My fault: I thought you wanted to switch to something that had metadata devices (like ZFS). I’m not sure what you could do if you stayed on ext4.

I have vfs pressure at 10 (seems optimal for metadata priority) but I don’t have enough RAM as I said and I cannot install more. So I need to implement a disk metadata cache. Bcache? someone is using it for storj?

Have you seen this?

Yes. Read entire post but I cannot move from ext4

I recommend lvm with ext4. I set mine up with 28GB ssd write and read cache.

The write cache gives you a buffer, and it slowly writes to HDD when the HDD has some spare io.
Disk metadata is cached as well, it takes me an hour to lazy filewalk on a 4-5TB node.

4 TB is, uh, expensive. But it’s your choice. Unless you have >50 TB worth of node data, a 480 GB SSD should be enough.

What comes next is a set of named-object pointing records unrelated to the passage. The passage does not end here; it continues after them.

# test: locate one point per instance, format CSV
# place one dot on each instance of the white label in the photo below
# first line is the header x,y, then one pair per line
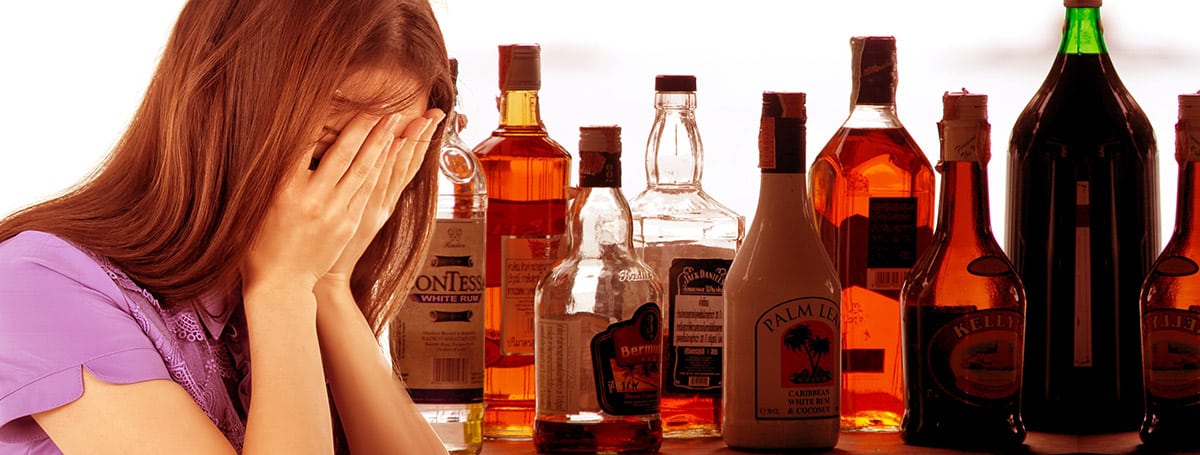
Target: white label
x,y
797,360
441,329
523,262
1083,277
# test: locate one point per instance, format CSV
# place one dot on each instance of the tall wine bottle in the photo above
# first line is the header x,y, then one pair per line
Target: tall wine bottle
x,y
873,192
1170,306
1083,231
781,329
964,305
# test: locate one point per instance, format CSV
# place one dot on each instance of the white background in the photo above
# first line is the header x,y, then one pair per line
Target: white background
x,y
73,71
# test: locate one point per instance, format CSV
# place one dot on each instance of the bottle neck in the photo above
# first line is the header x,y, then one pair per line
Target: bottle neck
x,y
964,210
519,108
600,223
1083,33
673,154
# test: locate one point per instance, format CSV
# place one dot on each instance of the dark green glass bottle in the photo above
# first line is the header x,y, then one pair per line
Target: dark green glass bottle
x,y
1083,232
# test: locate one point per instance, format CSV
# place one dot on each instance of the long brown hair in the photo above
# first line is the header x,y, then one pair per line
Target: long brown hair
x,y
241,91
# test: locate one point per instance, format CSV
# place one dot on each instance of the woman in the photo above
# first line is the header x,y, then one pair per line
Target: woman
x,y
265,209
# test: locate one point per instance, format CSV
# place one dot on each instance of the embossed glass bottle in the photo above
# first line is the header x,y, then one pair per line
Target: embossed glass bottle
x,y
964,305
873,191
437,341
781,329
527,175
1083,232
689,239
1170,306
599,340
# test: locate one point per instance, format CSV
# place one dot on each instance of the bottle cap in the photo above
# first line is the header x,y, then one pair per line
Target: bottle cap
x,y
964,130
964,106
874,66
781,132
600,156
675,83
520,67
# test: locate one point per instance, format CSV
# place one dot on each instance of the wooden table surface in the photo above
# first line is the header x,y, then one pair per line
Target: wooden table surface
x,y
891,443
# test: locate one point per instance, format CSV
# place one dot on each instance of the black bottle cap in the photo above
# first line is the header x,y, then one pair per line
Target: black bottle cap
x,y
675,83
600,156
781,132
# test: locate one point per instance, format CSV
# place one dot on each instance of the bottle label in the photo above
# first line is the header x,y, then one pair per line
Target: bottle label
x,y
696,325
625,359
976,358
891,241
1171,348
1083,345
439,333
797,346
525,259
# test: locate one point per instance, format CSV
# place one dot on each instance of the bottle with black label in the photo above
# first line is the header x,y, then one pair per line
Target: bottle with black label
x,y
873,192
599,325
781,329
689,239
1170,306
964,305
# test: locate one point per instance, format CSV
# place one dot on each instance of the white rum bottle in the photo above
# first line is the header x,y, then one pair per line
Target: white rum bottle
x,y
437,341
783,325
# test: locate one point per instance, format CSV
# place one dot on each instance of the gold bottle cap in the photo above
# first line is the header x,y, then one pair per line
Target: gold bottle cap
x,y
964,120
964,106
520,67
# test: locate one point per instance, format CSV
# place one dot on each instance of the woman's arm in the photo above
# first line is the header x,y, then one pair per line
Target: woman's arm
x,y
376,409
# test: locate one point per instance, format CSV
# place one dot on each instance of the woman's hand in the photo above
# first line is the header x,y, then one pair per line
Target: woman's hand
x,y
401,165
317,211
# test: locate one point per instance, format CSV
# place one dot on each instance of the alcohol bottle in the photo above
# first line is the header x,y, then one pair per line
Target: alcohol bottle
x,y
964,305
1170,306
1083,232
689,239
873,191
599,340
437,340
781,329
527,175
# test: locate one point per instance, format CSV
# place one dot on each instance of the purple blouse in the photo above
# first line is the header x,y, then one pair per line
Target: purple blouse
x,y
64,309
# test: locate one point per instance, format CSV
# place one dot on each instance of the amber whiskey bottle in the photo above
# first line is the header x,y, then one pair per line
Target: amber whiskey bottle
x,y
873,192
527,175
689,239
1170,306
964,305
599,323
1083,232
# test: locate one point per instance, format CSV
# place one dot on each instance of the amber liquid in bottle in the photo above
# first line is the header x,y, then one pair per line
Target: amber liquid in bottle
x,y
527,175
964,306
873,192
1170,306
1083,232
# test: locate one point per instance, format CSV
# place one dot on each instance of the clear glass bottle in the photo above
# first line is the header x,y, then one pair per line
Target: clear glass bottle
x,y
873,191
527,177
781,329
689,239
964,305
437,341
1170,306
599,340
1083,232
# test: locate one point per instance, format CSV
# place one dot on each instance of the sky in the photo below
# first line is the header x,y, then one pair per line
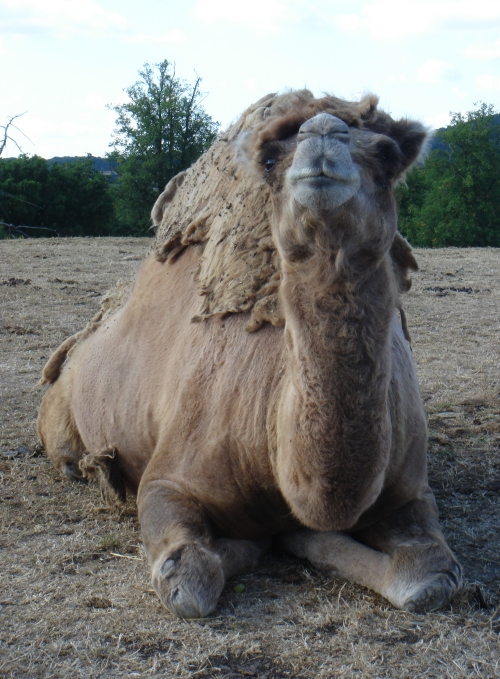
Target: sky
x,y
62,61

The usual tools are: LVMcache and bcache. Of those two I prefer the former—I used to be a fan of bcache, it’s faster, but it seems it doesn’t handle unclean shutdowns well. And if you are already using LVM, adding an LVMcache is easier.

In LVMcache choose the cache mode.
In bcache choose the writethrough mode—it’s slower but more reliable and good enough for nodes.

If you are not using LVM already, implementing either of these will be difficult. If you are not comfortable with careful partitioning setup, I would advise against trying to do it in place and instead copy data somewhere else, then set up LVM and caching, and only then copy data back.

2 Likes

I don’t use lvm unfortunately. I think I need to start e new setup with lvm and lvm cache. I have a lot more of 50tb…
It will be a nightmare :blush: thanks for help.
I will consider xfs too…

Btw for all of you… don’t let your nodes to grow up more than your ram can manage. 2gb per tb is the minimum

You can also play with ZFS and either special devices for storing metadata on SSD, or L2ARC cache for caching metadata on SSDs. L2ARC can even be persistent between reboots and can be hot removed without impacting the array or single disk ZFS setups.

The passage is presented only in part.